Leaky brain” and coffee

            Coffee has been shown to protect the Blood Brain Barrier, BBB from cholesterol-induced leakage (J. of Neuro-Inflammation, April 2008.) This means that coffee, which is high in antioxidants, keeps the blood vessels in the brain from “leaking.” Since cholesterol is a very important molecule in the repair of cell membranes or lining of arteries, its levels and function need to be optimal to prevent leaking. Let’s review this important concept.

            Everyone is familiar with “leaky gut.” Once we get it that a TOILing intestinal lining may lead to mucosal permeability, we may easily see that the same process may occur anywhere in the body. It turns out that poor glucose processing also makes the brain more “leaky,” which allows toxins to enter the brain easier. The “Blood Brain Barrier” (BBB) is weakened by age and insulin resistance, which accelerates the rate at which the brain’s blood vessels become leaky from cell membrane TOILing (J. Neurology Neurosurgery & Psychiatry 2003;74:70)

             It is not surprising that the BBB is impaired in Alzheimer’s Disease (J. Neurology 2007;68:1809.) Glucose at high levels is itself toxic to the Central Nervous System (J. Proceeding of the National Academy of Science, Feb 1st, 2003.)  Environmental toxins may not get inside the brain to trigger TOILing of neurons, unless the BBB is itself leaky from TOILing (J. Nature Neuroscience, April 2008.) For example, Formaldehyde may pose a risk for ALS or Lou Gehrig’s Disease (60th Annual Meeting Am Acad of neurology, Chicago, 2008, J. Neurotoxicology 2007;28:532.) In other words, we are all exposed to toxins, like pesticides. But, our nutrigenomic factors make it so that each of us is affected differently.

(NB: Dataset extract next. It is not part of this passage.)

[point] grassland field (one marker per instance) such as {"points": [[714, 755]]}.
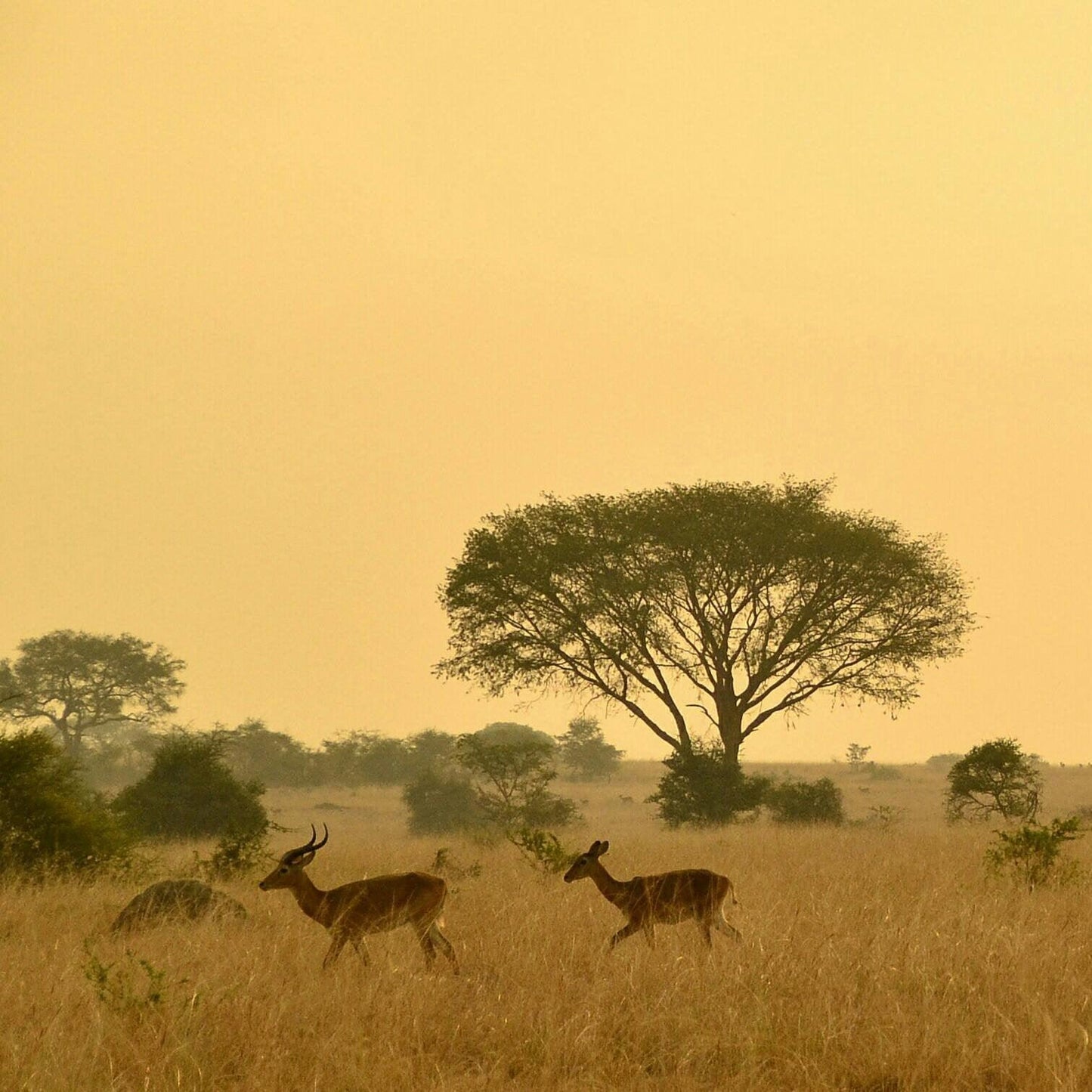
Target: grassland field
{"points": [[875, 957]]}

             A leaky BBB is more likely when we lower our cholesterol too much. Remember that cell membranes are made up mostly of phospholipids. The most important phospholipid in the cell membranes of brain neurons is cerebrosterol (J. Lipids 2007;42:5.) When we insist on lowering cholesterol too much, we mess with cerebrosterol, and we increase our chances of Parkinson’s disease (J. Neurology News, January 2007, page 4,) and dementia (J. Archives of Neurology 2007;64:103.) This is why we would do well to eat a lot of nuts, so we don’t go nuts (British J. Nutrition 2006;96:Supp#2.) No, nuts don’t make you gain weight (AJCN 2003;78:647.)

              Not surprisingly, a leaky BBB has been linked to high blood pressure (JAMA 2007;297:2339,) which as you now know, is a function of insulin resistance. High blood pressure itself is going to increase brain cell aging, and dysfunction.

              So, fixing the TOILing that leads to “leaky brain” helps with practically all neurological problems. This is why coffee, which is high in antioxidants and thus reduces insulin resistance, has been shown to protect the BBB from cholesterol-induced leakage (J. of Neuro-Inflammation, April 2008.) Not surprisingly, Green tea reduces the risk of learning deficits in rats deprived of oxygen, because of a reduction of TOILing, or oxidative stress (American J. of Respiratory and Critical Care Medicine, May 15th, 2008) and 2,000 U of vitamin E reduce the risk of dying by 26% in Alzheimer’s, without side effects (J. Family Practice News, May 15th, 2008, page 38.)